Like Frazier Crane was stable or Niles Crane was normal. . .so am I normal and stable.

I see nothing at all dysfunctional about doing this.


----------



## Scannerguard (Jan 26, 2010)

"Baby I hear the blues a'calling
Tossed Salad and Scrambled Eggs
And maybe I seem a bit confused
Well, maybe I got you pegged.
Dont' know what do about 
Those Tossed Salad 
And Scrambled Eggs.

They're posting again."

Scannerguard has left. . .the building

What the hell is Frazier's theme song about? - Yahoo! Answers



> And maybe I seem a bit confused
> Well, maybe, but I got you pegged
> *the core of Frasier's character: He is a nutcase himself much of the time, but can analyze the problems of others *


----------



## Scannerguard (Jan 26, 2010)

ONe of my favorite Frazier episodes. . .he's at the Seatle coffee shop and keeps trying to answer the question of whether he's happy or not (originally posed by his brother Niles) and he keeps getting interrrupted, making the viewer question if they are going to get to hear him or if it is going to be left unanswered.

He never gets to answer the question to his loved ones. . .it's often a question we never get to answer ourselves in the busyness of our lives.

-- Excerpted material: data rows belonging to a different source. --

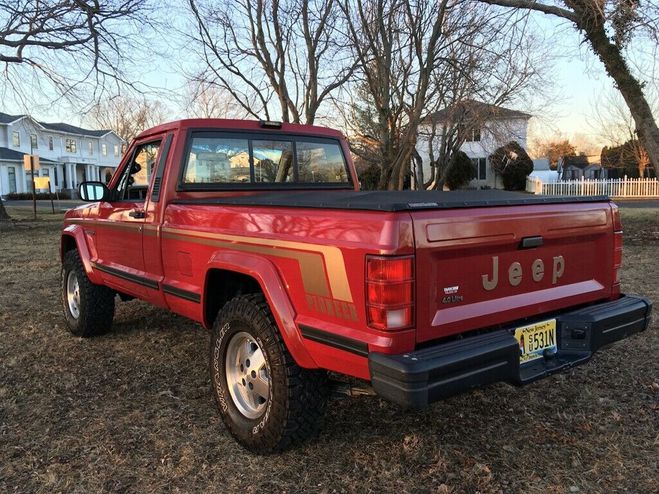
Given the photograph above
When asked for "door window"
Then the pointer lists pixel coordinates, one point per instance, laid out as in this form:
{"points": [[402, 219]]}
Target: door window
{"points": [[135, 177]]}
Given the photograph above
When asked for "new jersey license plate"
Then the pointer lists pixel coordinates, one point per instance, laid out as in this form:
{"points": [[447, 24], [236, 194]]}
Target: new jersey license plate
{"points": [[535, 339]]}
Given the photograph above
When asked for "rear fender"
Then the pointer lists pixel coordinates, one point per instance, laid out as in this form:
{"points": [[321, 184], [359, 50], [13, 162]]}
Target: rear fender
{"points": [[77, 234], [265, 273]]}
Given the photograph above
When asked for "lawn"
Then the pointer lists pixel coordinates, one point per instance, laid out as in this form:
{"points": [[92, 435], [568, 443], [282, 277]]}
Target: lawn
{"points": [[132, 411]]}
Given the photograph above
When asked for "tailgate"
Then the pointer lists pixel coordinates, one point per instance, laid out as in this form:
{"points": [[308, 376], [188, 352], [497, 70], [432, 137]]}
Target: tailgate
{"points": [[482, 267]]}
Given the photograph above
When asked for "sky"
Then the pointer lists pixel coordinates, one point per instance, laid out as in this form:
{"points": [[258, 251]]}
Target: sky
{"points": [[578, 84]]}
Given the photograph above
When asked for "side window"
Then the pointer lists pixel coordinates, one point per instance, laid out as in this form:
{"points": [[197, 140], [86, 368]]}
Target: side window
{"points": [[273, 161], [217, 160], [135, 177], [320, 163]]}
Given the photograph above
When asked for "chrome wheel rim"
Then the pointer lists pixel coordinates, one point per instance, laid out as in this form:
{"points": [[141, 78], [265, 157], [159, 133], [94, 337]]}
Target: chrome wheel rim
{"points": [[73, 294], [247, 374]]}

In the end, he is left alone with his thoughts and after ordering his latte 10 different times in his comical way and sending it back, the waitress asks exhaustedly, "Here. Are you happy now?"

He answers:

"In the grand scheme of things, yes, I think am."

Comedy done right. . .is the highest form of art, even superior to good drama. Shakespeare understood this and the writers of that show really did also.


----------